I think that's why a no-news budget is just much more difficult because the opposition parties are basically shadow-boxing."


JENNIFER WINTER, ECONOMICS PROFESSOR, UNIVERSITY OF CALGARY:

"There is a lot of emphasis on innovation and low carbon transition and money to reduce emissions, electricity. 

There is mention of investment in charging stations for electric vehicles, a lot of focus on the low carbon transition, which is not surprising. 

This has been a motif of the Liberal government over the past two years.

"Another component of the budget was C$30 million to the province of Alberta to support improved economic development and the resource sector that's suffering from a bit of a downturn right now.

"In terms of the C$30 million dollars, I think there is going to be a little bit of a disappointment. 

An industry organization suggested that the province would need C$500 million in order to properly deal with wells that are orphaned as a result of company bankruptcies. 

There is a lot of hope that the federal government would put some money aside, certainly more than what was indicated in the budget for this problem.

"On the other items in the budget around energy - having money for innovation and improving energy innovation and things like that, that's attractive for companies. 
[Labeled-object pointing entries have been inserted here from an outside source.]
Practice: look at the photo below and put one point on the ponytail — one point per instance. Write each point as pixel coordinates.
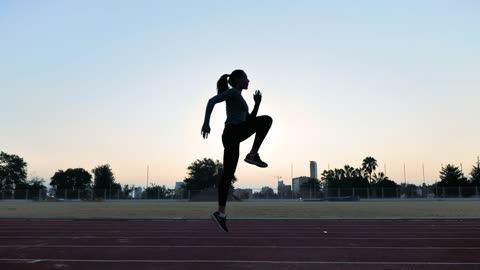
(225, 80)
(222, 84)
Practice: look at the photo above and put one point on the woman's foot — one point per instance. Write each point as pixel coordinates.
(220, 220)
(255, 160)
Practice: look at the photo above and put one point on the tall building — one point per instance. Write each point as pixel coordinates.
(313, 169)
(297, 182)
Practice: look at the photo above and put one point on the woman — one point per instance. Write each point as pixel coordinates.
(239, 126)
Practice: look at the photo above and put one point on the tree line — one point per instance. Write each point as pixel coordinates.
(74, 183)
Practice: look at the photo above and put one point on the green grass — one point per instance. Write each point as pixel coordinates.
(238, 210)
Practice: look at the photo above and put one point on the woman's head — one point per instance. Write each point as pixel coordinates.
(238, 79)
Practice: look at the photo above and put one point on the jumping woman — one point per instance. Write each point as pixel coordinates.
(239, 126)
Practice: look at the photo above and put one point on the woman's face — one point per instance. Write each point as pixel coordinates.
(242, 83)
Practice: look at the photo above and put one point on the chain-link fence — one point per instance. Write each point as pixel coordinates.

But at the same time, it's also a lot of work to try to access that funding, so there isn't going to be a lot of enthusiasm (from the oil-producing province of Alberta).

"The emphasis and the magnitude of money put towards the clean tech and low carbon transition is substantially more than what they have given to Alberta for the resources sector."
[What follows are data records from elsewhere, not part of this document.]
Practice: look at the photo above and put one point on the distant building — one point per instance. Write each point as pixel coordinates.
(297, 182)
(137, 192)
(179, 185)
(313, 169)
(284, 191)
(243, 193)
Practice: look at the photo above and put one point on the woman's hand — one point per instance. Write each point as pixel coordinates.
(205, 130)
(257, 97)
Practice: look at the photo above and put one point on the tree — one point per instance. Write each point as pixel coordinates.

FRANCES DONALD, ECONOMIST, MANULIFE, TORONTO:

"This is a place-holder budget. 

There is very little in this budget that will change economists' forecasts for Canadian growth in the short- or long-term. 

There is very little in this budget that will change market perceptions of the Canadian bond market and there is very little that will change credit rating agencies' concerns, or lack thereof, of Canada.
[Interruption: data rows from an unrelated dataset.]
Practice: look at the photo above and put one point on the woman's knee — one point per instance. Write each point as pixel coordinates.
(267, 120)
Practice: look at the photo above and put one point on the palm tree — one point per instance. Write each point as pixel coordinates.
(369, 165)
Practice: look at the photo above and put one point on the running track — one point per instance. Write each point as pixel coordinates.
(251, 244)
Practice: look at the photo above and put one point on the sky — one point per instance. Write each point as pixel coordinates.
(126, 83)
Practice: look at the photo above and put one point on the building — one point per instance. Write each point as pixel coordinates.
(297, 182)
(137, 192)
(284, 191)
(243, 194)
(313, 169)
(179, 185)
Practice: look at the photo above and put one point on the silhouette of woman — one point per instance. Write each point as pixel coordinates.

"That said, that makes a lot of sense and could be the prudent choice. 

The government is missing two pieces of information right now. 

The first one is what U.S. tax and trade policies will look like. 

It's very difficult for Canada to formulate tax policies, trade policies or competitiveness policies if they don't know what their main competitor will be up to. 

We will not have that information until the summer budget in the U.S. at the earliest.

"The second piece of information that's missing right now is the federal government still doesn't know - and economists don't know either - the full impact of last year's announced measures on the Canadian economy. 

So it doesn't make sense to change the game strategy when we still don't know what the impact will be. 

It will probably take another year before we fully understand how effective the measures announced in 2016 were."


SEBASTIEN LAVOIE, CHIEF ECONOMIST, LAURENTIAN BANK SECURITIES, MONTREAL:

"This budget is a passive budget, which is quite understandable, given that we need first to find out if U.S. policies will be positive or negative for Canada. 

There's always a risk in the second half of the year that OPEC may not comply any further with cuts, so maybe the oil price will go back $40.

"It is better to be in reaction mode to any shift in U.S. policies rather than be the front-runner. 

It would be risky and premature to do so, you could lose a lot in terms of tax advantage or deregulation advantage."


CRAIG WRIGHT, CHIEF ECONOMIST, RBC, TORONTO:

"Heading into it, we were expecting a stay the course, do no harm budget and that's basically what we got. 

We've seen the earlier ramp-up in spending effectively has tied their hands in terms of any new initiatives. 

When you look at the new initiatives in today's budget, they are fairly limited because they're pushing against their fiscal capacity.

"The starting point is better than expected, their economic assumptions look conservative or prudent so I think there's some upside risk from the revenue projections based on that. 

They have the explicit adjustment for risk that buys them a bit of space as well. 

In theory, that should suggest any surprises to the fiscal track will be to the downside, i.e. smaller deficits. 

But given recent practice I would suspect if there is any extra money coming in, it will just end up in additional spending rather than getting debt down lower.

"We did start with a target of balanced budgets, then we moved to a target of reducing the debt-to-GDP ratio, and now there's no explicit target of what the fiscal anchor is now. So that's disappointing."


DOUG PORTER, CHIEF ECONOMIST, BMO, TORONTO:

"It's very much a marking-time budget, which frankly I don't see as bad news. 

I think it's perfectly understandable that basically they're almost marking time here and filling in some of the details of the broad brush policies they set out last year.

"Frankly, I think with the economy doing notably better over the last six months or so, it's perfectly understandable that they're standing aside. 

I actually welcome the absence of significant new tax increases, I welcome the fact that they're not bringing out a whole gaggle of new spending measures, so overall I thought it was a reasonable budget given the stage of the cycle.


"The one concern we have is we are well advanced in the cycle and we're still looking at pretty considerable deficits over a five-year period of time. 

You've got to believe there's a reasonable chance that Canada's going to be faced with a North American recession at some point in the next five years. 

Just from a longer-term perspective that's one concern I have with this fiscal plan. ... 

It leaves us in a fairly weak state if we hit some real heavy weather in the economy."